Demosthenes and Locke

Dave Weigel's unfortunate departure from the Washington Post, and the furious, revealing, and I think healthy debate about the future of journalism that's followed it lead me to pick up Ender's Game again over the weekend. For anyone not familiar with Orson Scott Card's 1985 novel, it's the story both of a boy trained to fight an alien invasion at a singularly vicious military academy, and of his two siblings who are left behind on Earth.
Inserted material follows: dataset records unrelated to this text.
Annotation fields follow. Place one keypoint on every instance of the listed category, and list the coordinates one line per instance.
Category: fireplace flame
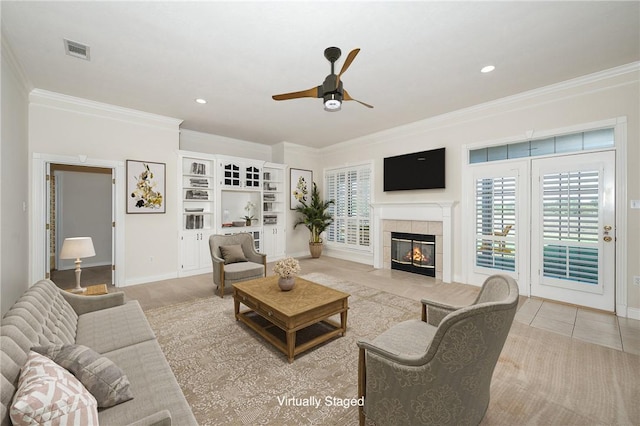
(416, 256)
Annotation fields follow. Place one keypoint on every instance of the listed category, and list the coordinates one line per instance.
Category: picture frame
(300, 186)
(146, 186)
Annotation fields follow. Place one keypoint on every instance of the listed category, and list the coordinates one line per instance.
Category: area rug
(232, 376)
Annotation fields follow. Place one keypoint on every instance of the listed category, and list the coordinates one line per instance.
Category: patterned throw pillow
(49, 394)
(232, 254)
(105, 380)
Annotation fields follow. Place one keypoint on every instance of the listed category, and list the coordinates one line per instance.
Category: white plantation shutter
(570, 228)
(496, 223)
(350, 188)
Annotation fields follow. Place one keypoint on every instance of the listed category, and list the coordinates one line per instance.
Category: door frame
(39, 191)
(601, 296)
(621, 246)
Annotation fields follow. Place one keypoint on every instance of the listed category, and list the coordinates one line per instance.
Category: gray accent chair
(225, 274)
(437, 371)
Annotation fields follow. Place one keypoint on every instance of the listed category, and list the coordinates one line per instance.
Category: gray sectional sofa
(118, 330)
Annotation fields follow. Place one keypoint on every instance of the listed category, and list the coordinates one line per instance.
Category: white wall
(84, 210)
(66, 126)
(607, 95)
(14, 189)
(221, 145)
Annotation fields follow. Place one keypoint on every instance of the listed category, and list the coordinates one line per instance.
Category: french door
(573, 229)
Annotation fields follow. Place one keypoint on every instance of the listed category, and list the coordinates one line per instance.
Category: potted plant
(315, 217)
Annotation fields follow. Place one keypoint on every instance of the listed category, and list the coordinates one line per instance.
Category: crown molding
(85, 106)
(385, 136)
(290, 147)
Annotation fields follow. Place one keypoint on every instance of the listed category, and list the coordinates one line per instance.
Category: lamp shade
(77, 247)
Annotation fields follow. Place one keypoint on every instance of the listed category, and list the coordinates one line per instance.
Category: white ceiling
(417, 59)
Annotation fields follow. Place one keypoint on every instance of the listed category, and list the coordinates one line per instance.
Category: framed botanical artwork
(146, 182)
(300, 185)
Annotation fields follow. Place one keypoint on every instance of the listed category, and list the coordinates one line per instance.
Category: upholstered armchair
(437, 370)
(235, 259)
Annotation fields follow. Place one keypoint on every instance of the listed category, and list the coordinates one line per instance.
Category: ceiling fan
(331, 89)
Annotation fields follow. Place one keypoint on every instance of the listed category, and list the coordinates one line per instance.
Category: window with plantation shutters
(350, 188)
(570, 227)
(496, 223)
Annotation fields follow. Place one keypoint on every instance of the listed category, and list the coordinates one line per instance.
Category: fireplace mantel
(435, 211)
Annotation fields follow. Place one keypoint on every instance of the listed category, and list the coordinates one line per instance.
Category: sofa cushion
(113, 328)
(104, 379)
(153, 385)
(49, 394)
(232, 254)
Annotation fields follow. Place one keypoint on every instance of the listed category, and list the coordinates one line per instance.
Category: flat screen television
(418, 170)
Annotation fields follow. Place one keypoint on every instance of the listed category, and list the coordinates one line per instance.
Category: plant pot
(286, 283)
(315, 249)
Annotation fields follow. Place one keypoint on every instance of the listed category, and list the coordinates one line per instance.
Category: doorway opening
(80, 205)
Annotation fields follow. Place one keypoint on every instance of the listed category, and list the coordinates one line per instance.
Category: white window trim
(367, 251)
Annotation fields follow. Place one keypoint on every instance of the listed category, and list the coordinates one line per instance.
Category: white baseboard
(145, 280)
(85, 265)
(633, 313)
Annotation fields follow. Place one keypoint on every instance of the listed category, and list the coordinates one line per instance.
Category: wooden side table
(93, 290)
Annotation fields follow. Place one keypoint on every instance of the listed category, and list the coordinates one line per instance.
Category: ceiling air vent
(78, 50)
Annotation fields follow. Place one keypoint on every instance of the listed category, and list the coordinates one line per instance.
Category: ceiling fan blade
(310, 93)
(347, 97)
(350, 57)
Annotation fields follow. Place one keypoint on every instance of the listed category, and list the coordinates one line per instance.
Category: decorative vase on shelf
(286, 283)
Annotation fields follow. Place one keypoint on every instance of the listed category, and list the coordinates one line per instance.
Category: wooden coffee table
(93, 290)
(280, 316)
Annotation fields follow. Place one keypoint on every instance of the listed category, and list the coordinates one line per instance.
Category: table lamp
(77, 248)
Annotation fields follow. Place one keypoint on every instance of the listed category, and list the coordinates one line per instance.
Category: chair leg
(362, 382)
(221, 287)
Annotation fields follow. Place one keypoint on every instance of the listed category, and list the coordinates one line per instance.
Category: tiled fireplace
(414, 253)
(433, 219)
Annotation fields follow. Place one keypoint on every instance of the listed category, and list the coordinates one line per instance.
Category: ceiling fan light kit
(331, 90)
(332, 102)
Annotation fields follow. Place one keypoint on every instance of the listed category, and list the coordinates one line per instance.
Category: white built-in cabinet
(218, 192)
(197, 212)
(273, 210)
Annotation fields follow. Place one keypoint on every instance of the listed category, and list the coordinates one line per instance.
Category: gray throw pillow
(233, 254)
(106, 381)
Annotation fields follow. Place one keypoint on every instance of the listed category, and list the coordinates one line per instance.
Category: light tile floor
(596, 327)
It's also an eerily accurate prediction of how blogging, and the way people read blogs, work today.

The kids who stay at home, Peter and Valentine, decide to venture into online forums using fake identities after Peter, a genius and sociopath, tracks troop movements that suggest the Soviet Union is preparing for war:

Of course they were not invited to take part in the great national and international political forums--they could only be audiences there until they were invited or elected to take part... And in the lesser conferences... they began to insert their comments. ...They were not bland, and people answered. The responses they got posted on the public nets were vinegar; the responses that were sent as mail, for Peter and Valentine to read privately, were poisonous. But they did learn what attributes of their writing were seized on as childish and immature. And they got better...."It's a long way between writing a newsnet column and ruling the world," Valentine reminded him. "It's such a long way that no one has ever done it." "They have though. Or the moral equivalent."

None of which is meant to imply, of course, influential political bloggers are secretly extremely gifted pre-teenagers with intent on manipulating world events through the internet.
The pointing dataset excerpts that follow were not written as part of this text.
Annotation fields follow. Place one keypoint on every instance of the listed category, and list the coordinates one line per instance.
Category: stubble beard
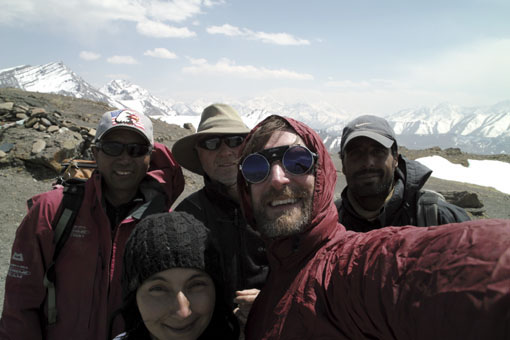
(291, 222)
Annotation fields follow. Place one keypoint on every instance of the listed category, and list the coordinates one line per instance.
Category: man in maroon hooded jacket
(325, 282)
(135, 177)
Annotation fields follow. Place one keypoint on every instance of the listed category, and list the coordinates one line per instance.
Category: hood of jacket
(324, 214)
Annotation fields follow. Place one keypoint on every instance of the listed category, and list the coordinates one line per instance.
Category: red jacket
(89, 267)
(448, 282)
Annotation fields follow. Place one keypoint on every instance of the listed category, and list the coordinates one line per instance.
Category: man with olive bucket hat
(213, 153)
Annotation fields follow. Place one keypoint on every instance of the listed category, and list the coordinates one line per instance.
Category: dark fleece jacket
(401, 208)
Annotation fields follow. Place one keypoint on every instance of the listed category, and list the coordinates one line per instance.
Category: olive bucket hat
(216, 119)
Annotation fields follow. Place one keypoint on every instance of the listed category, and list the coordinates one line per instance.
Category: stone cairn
(33, 135)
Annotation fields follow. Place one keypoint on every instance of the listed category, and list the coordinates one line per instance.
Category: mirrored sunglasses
(115, 149)
(214, 143)
(296, 160)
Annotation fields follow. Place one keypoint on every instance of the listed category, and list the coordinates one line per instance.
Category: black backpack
(427, 207)
(73, 178)
(427, 210)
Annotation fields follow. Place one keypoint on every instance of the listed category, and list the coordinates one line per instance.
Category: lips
(368, 174)
(281, 202)
(182, 328)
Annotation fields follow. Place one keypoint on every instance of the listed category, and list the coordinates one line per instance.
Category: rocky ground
(25, 171)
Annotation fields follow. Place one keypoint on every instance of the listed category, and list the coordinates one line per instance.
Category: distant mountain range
(483, 130)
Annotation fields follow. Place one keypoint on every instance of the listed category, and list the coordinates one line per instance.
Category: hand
(244, 300)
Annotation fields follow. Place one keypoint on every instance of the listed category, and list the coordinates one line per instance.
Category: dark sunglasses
(214, 143)
(115, 149)
(296, 159)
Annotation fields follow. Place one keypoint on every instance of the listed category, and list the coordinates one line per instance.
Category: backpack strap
(62, 226)
(427, 208)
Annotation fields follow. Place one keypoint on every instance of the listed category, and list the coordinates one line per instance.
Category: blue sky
(360, 56)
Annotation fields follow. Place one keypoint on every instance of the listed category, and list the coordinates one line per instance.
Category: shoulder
(450, 213)
(193, 203)
(50, 198)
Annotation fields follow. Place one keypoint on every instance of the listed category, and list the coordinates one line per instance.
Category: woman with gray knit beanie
(172, 282)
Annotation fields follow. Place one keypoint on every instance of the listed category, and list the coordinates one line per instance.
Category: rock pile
(37, 137)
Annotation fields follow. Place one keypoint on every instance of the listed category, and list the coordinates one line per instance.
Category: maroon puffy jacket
(447, 282)
(89, 267)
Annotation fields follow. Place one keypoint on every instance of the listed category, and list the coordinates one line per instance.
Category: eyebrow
(161, 278)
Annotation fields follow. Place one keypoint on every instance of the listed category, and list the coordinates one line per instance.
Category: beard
(289, 222)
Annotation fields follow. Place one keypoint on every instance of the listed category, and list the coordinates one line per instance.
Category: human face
(177, 303)
(282, 203)
(122, 174)
(369, 168)
(220, 164)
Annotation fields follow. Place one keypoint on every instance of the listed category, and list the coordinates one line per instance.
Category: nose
(124, 156)
(225, 149)
(278, 176)
(183, 306)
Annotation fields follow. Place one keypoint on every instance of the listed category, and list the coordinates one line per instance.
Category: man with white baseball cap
(213, 153)
(135, 177)
(383, 187)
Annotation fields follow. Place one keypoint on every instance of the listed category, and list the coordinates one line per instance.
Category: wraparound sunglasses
(214, 143)
(115, 149)
(296, 159)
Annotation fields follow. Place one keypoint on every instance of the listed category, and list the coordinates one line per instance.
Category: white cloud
(87, 55)
(160, 52)
(278, 38)
(176, 10)
(480, 67)
(268, 38)
(122, 59)
(227, 67)
(160, 30)
(225, 29)
(93, 16)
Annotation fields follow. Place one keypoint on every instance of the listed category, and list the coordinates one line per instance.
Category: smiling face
(177, 303)
(369, 169)
(221, 164)
(282, 203)
(122, 174)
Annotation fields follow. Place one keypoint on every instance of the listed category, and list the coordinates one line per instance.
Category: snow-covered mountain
(484, 129)
(52, 78)
(137, 98)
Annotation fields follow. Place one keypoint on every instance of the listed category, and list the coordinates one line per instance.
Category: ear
(94, 152)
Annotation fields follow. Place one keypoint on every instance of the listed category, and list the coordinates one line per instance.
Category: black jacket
(243, 251)
(410, 177)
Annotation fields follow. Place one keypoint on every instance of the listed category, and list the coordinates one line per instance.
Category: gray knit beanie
(164, 241)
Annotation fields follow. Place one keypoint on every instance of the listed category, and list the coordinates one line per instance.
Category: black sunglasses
(115, 149)
(296, 159)
(214, 143)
But I do think that this section of the book outlines the risk and opportunity blogging presents for bloggers, readers, and traditional media. Peter and Valentine are able to be successful--and more importantly--plausible in their guise as adult policy experts and demagogues because their online personas provide something that reading audiences want. Valentine, the kindest of the children, wins acclaim first as a militaristic, anti-Russian writer who even guides the opinions  of her unknowing father. She sets up the conditions for Peter, who tortured and threatened to kill his siblings, to step in and propose a plan for peace, and to become a world leader. Their age and identities end up mattering not in the slightest because their readers want to believe in them.

Obviously, what happened to Weigel last week was different. Unlike Peter and Valentine, his identity, and his personal opinions about what he was writing and reporting about have always been clear to anyone who bothered to look for them. But it does seem that part of the furor that surrounds his exit from the Post comes from the fact that people wanted to see him in different ways, and so they did. Whether they saw him as a conservative voice hired to counterbalance Ezra Klein, a tough, diligent reporter exposing the excesses of parts of the conservative movement, or a clever blogger-reporter who wrote with voice and energy, lots of folks were invested in their conceptions of Dave Weigel.

That's a lot of pressure to subject your real self to, instead of putting a false self out there to act as both target and idol. The ability to attract that kind of devotion and dedicated readership is what made Demosthenes and Locke powerful in Ender's Game, and it's what makes brand-name bloggers valuable to old-media properties like the Post today. But if those outlets are going to reap the benefits bloggers bring them, they have to make peace with a fundamental part of the bargain they sign in bringing these writer-reporters on board: that the personalities and perspectives of those bloggers are an inherent part of what make them valuable, not simply elements that newspapers can keep on as long as those lenses on the world are convenient.